By Josie Shields-Stromsness | MECA Program Director
With your support, we were able to send an emergency grant to our longtime partner the Union of Health Work Committees which runs a hospital and several clinics in Gaza. They requested funds to purchase medicine and medical supplies to help them to treat the huge influx of injuries due to Israeli attacks on people during the Great Return March.
We are also preparing to distribute food parcels to nearly 1,000 families in Gaza this month. This is the third year we have distributed food parcels during Ramadan and each year we increase the number of families we target because the unemployment and poverty levels in Gaza continue to increase leading to higher rates of malnutrition among children.
Below is a short excerpt from an email MECA staff wrote on April 7, 2018 with information about the situation in Gaza from our staff on the ground:
“People in Gaza are fed up and we are trying to send a message to the world: Enough is enough. Twelve years of siege is killing us in a slow way. We need to go back to our villages.”
—Amal Abu Moailqe, MECA Project Coordinator, Gaza
This is the message Amal hears again and again as she travels around Gaza visiting schools, community centers and homes.
Now, tens of thousands of Palestinians are protesting their displacement and the Israeli occupation and siege along Gaza's borders. The Israeli army is attacking protesters with tear gas and live bullets. Israeli snipers, tanks, and drones are targeting the protesters. So far, more than 30 people have been killed; more than 2,500 wounded, including women, children and youth. Gaza’s hospitals are completely overwhelmed.
In Gaza, two million people live on just 139 square miles—the biggest open-air prison on earth. More than forty percent are under fifteen years old. These child prisoners are living without childhood.
Most children in Gaza only know life under siege—the severe deprivation of basic necessities, the inability of sick people to leave for the treatment they need, the unemployment that causes depression in children and adults alike, days and nights without electricity.
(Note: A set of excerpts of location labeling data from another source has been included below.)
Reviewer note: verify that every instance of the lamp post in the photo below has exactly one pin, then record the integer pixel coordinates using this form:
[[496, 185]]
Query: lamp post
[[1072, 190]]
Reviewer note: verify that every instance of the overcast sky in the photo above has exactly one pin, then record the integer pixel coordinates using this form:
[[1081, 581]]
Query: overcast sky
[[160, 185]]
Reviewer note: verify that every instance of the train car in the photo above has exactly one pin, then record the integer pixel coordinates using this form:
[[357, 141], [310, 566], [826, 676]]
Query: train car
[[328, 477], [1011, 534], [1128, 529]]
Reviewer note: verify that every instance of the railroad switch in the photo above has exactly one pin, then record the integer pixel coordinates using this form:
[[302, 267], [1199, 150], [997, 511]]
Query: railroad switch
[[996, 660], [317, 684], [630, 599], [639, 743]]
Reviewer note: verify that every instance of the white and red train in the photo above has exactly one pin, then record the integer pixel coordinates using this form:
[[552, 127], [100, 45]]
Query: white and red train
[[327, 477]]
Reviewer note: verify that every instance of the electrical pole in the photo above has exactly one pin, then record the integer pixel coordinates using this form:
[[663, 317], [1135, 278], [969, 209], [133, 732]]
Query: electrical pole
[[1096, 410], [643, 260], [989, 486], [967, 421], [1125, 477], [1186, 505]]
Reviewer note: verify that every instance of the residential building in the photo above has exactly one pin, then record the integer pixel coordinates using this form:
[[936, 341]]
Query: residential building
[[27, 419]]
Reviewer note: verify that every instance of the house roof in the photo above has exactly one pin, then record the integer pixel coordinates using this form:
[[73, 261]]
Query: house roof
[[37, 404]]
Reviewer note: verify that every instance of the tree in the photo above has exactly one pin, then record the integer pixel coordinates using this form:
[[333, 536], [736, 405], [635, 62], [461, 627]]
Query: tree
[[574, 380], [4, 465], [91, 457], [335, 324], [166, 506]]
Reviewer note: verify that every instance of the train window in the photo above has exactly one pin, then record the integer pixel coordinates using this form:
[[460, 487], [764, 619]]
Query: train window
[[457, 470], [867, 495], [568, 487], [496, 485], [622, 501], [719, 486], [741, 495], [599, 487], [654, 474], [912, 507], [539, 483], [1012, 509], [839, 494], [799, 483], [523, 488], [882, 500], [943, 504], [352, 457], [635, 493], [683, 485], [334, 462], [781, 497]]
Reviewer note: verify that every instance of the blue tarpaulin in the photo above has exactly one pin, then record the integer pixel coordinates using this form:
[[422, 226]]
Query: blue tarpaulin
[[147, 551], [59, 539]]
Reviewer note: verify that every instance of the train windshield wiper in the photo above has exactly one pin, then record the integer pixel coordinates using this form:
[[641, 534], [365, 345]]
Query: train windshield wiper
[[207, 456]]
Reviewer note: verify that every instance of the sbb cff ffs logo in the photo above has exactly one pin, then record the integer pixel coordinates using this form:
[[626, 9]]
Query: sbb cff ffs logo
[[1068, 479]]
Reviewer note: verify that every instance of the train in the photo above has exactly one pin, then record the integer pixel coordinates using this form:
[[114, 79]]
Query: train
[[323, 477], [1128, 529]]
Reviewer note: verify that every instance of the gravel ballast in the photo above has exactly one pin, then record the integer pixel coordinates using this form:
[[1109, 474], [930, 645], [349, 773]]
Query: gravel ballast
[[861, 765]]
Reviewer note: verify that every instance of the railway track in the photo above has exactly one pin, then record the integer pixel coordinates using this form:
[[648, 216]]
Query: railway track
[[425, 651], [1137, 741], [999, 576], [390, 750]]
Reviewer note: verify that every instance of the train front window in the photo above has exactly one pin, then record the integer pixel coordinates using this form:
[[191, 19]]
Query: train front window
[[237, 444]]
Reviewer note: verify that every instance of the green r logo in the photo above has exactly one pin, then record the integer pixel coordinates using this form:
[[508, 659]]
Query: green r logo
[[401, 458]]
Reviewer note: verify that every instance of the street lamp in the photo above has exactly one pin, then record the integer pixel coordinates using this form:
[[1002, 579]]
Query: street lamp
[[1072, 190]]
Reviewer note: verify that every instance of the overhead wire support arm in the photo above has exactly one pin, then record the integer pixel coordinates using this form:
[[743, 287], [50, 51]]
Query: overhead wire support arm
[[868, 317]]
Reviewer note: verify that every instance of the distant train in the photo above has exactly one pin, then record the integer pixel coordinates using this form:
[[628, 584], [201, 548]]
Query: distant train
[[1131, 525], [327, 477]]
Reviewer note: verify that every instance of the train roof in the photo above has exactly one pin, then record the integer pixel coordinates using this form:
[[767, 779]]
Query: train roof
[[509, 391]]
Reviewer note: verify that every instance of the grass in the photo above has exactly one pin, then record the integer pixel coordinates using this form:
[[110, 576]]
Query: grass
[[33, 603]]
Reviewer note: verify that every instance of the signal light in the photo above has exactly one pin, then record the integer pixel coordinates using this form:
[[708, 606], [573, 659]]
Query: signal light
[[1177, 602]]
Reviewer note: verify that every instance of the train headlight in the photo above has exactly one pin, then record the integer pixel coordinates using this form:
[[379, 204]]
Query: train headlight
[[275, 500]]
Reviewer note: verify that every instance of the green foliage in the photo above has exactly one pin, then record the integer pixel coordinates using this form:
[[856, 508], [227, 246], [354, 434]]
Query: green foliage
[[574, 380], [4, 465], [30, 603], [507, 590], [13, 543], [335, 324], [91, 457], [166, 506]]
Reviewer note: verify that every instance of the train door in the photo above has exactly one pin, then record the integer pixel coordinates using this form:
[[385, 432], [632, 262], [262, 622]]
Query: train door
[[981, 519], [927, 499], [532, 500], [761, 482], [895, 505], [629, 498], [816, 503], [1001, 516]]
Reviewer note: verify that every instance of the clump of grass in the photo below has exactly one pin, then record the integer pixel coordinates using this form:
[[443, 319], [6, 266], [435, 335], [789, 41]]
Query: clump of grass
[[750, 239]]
They also know life under Israeli bombs from major attacks in 2009, 2012 and 2014.
Hundreds of children have been killed. Thousands have life-long injuries. Every child in Gaza has been traumatized. They suffer from insomnia, panic attacks, and depression. Many children wet their beds, even older children. Some have become violent, taking their anger out on friends or family.
Gaza Project Assistant Wafaa El-Derawi explains how poverty—mostly created by Israeli policies—has led to food insecurity, with 40% of children in Gaza suffering from anemia.